The infant town of Wickenburg went through many trials and tribulations in its first decades, surviving the Indian Wars including repeating Indian raids, outlaws, mine closures, drought, and a disastrous flood in 1890 when the Walnut Creek Dam burst, killing nearly 70 residents. In spite of such challenging circumstances, the town continued to grow. Its prosperity was ensured with the coming of the railroad in 1895. The historic train depot today houses the Wickenburg Chamber of Commerce and Visitor's Center. As of 2007, however, only freight trains pass through Wickenburg; passenger trains ended their runs in the 1960s.

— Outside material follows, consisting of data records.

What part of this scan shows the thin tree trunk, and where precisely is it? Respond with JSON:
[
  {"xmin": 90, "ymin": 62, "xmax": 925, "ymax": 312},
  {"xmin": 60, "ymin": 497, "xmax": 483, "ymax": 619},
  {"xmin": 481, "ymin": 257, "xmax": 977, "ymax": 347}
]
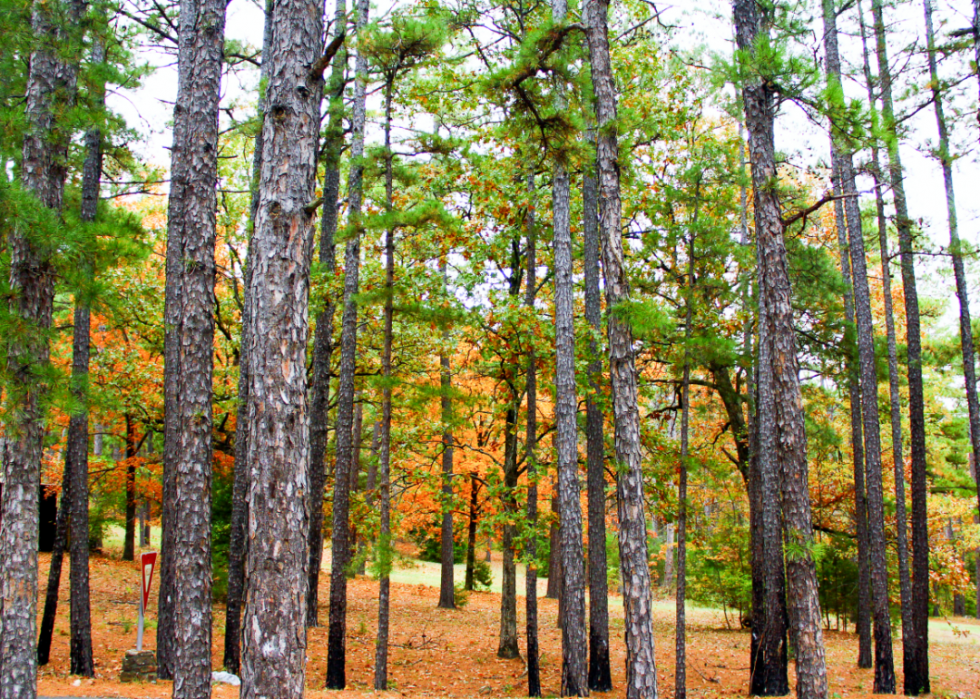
[
  {"xmin": 439, "ymin": 257, "xmax": 456, "ymax": 609},
  {"xmin": 524, "ymin": 172, "xmax": 541, "ymax": 697},
  {"xmin": 37, "ymin": 449, "xmax": 71, "ymax": 665},
  {"xmin": 923, "ymin": 0, "xmax": 980, "ymax": 556},
  {"xmin": 164, "ymin": 0, "xmax": 225, "ymax": 688},
  {"xmin": 871, "ymin": 0, "xmax": 929, "ymax": 696},
  {"xmin": 734, "ymin": 0, "xmax": 827, "ymax": 699},
  {"xmin": 551, "ymin": 68, "xmax": 589, "ymax": 697},
  {"xmin": 0, "ymin": 2, "xmax": 83, "ymax": 699},
  {"xmin": 582, "ymin": 137, "xmax": 612, "ymax": 692},
  {"xmin": 306, "ymin": 0, "xmax": 353, "ymax": 627},
  {"xmin": 326, "ymin": 0, "xmax": 369, "ymax": 689},
  {"xmin": 586, "ymin": 0, "xmax": 657, "ymax": 699},
  {"xmin": 674, "ymin": 232, "xmax": 698, "ymax": 699},
  {"xmin": 823, "ymin": 0, "xmax": 872, "ymax": 668}
]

Along the town's main historic district, early businesses built many structures that still form Wickenburg's downtown area. Tourism led to the development of guest ranches, with as many as 14 operating in the 1950s and 1960s, when Wickenburg billed itself as the "Dude Ranch Capital of the World", with development spurred by the construction of U.S. Route 60. As of 2007, some of these ranches still offer their hospitality. Rancho de los Caballeros is now a golf resort, while Remuda has been converted into the nation's largest eating disorder treatment facility and is now Wickenburg's largest employer. The Hassayampa community became a vital contributor to the US effort during World War II when the Army trained thousands of men to fly gliders at a newly constructed airfield west of Wickenburg.[1]